To combat negativity, Malkani promotes the importance of family, friends, online communities and others contributing a positive impact toward MMH by recognizing all babies are different, acknowledging there’s no one “right” way to feed a baby, refraining from parent-shaming and judgement, and remembering caregivers have personal feeding decisions to make based on a variety of factors.

The saying “it takes a village” is as applicable today as ever, which is why Plum Organics and the Policy Center for Maternal Mental Health partnered to share resources and information mothers can use to find support in their communities. Consider these ways moms can nurture their little ones along with their own mental well-being.

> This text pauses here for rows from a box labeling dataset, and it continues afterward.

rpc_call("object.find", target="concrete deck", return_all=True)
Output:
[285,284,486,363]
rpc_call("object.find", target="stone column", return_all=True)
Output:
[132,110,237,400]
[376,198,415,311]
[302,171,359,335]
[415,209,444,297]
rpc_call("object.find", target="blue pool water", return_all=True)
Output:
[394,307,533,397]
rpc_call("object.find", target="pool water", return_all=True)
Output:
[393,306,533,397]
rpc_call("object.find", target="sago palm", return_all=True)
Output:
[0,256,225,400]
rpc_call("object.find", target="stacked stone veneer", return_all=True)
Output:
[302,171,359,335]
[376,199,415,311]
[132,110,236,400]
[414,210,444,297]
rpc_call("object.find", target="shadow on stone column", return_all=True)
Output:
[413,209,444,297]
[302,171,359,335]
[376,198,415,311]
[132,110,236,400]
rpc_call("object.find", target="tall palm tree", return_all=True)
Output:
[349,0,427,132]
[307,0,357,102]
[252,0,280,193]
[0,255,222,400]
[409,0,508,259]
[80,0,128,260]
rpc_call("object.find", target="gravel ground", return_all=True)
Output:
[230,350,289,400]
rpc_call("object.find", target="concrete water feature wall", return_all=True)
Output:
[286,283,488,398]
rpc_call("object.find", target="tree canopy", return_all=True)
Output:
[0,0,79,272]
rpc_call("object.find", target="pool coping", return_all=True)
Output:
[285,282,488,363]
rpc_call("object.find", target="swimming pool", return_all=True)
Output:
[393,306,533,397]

Understand the Signs of Mental Health Conditions
Depression and anxiety are the most common complications in pregnancy and postpartum, affecting 1 in 7 women, according to the Policy Center for Maternal Mental Health. If you feel any of these symptoms, seek help from a health care provider: overwhelmed, weepy, anxious or nervous, angry, scared by your thoughts, like you’re not yourself, guilt, regret or shame.

Engage in Self-Care
Spending your time thinking about baby is natural, but it’s important to take care of yourself, too. Watch a movie, socialize with friends, meditate, rediscover hobbies – whatever you enjoy doing, prioritize making it part of your life again.

READ MORE: The mental health crisis of moms: What you need to know

Join a Supportive Movement
Creating a “village” is a key step toward positive mental well-being for moms as it allows them to build support systems showing they’re not alone in their struggles. To continue efforts to destigmatize mental health challenges for moms and deliver research and support, Plum Organics and the Policy Center for Maternal Mental Health are asking mothers (and their loved ones) to sign a “Pin-tition,” wherein a pin is placed on the U.S. map to indicate where participants want to build a village of support.

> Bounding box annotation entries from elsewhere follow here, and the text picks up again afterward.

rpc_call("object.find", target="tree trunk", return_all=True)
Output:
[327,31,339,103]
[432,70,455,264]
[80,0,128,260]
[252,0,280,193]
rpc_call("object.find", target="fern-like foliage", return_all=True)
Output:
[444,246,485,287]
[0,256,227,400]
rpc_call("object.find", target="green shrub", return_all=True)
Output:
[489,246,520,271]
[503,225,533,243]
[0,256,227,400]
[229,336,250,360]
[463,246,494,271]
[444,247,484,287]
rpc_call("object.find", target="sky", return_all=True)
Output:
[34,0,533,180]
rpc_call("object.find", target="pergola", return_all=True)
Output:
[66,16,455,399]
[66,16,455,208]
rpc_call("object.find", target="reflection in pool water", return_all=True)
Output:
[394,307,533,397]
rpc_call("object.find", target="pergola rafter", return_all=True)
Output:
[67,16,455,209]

The movement encourages participants to put a pin on the map if:

  • You think moms suffering from postpartum depression should have access to a professional trained in MMH disorders

  • You think moms suffering from MMH disorders should have access to mental health providers within driving distance

  • You think moms should be screened for MMH disorders during prenatal and postpartum periods

  • You think OBGYNs should discuss mental health at the beginning of pregnancy

  • You think mental health care is health care

  • You think providers should be reimbursed by insurance for MMH care

Prioritize Physical Health
Taking care of yourself includes physical health as well as mental health. Doing yoga, walking or working out 15-30 minutes a day and nourishing your body with nutrient-rich foods can help restore your sense of balance and provide a boost in self-esteem.

Find more information and drop a pin to shed light on your area by visiting PlumOrganics.com.

READ MORE: Mental Health help is just a phone call away

Mapping Out Maternal Mental Health
Intended as a resource for policy action, funding drivers and strategic planning, the Maternal Mental Health Risk Factors and Resource Maps developed by Plum Organics and the Policy Center for Maternal Mental Health revealed these findings:

  • The highest risk factor levels were concentrated in the Deep South with severe conditions identified in the Mississippi Delta region, Gulf Coast, greater Appalachia, New Mexico and Arizona.

  • Higher risk factor levels tend to be associated with rural and less-populated regions. Conversely, most major metropolitan areas in the U.S. tend to have comparatively moderate or lower risk factor scores.

  • More than 600,000 mothers will suffer from a MMH disorder in the U.S. every year. Left untreated, these disorders can have devastating impacts on a mother’s health and functioning, the baby’s health and development, and overall family stability.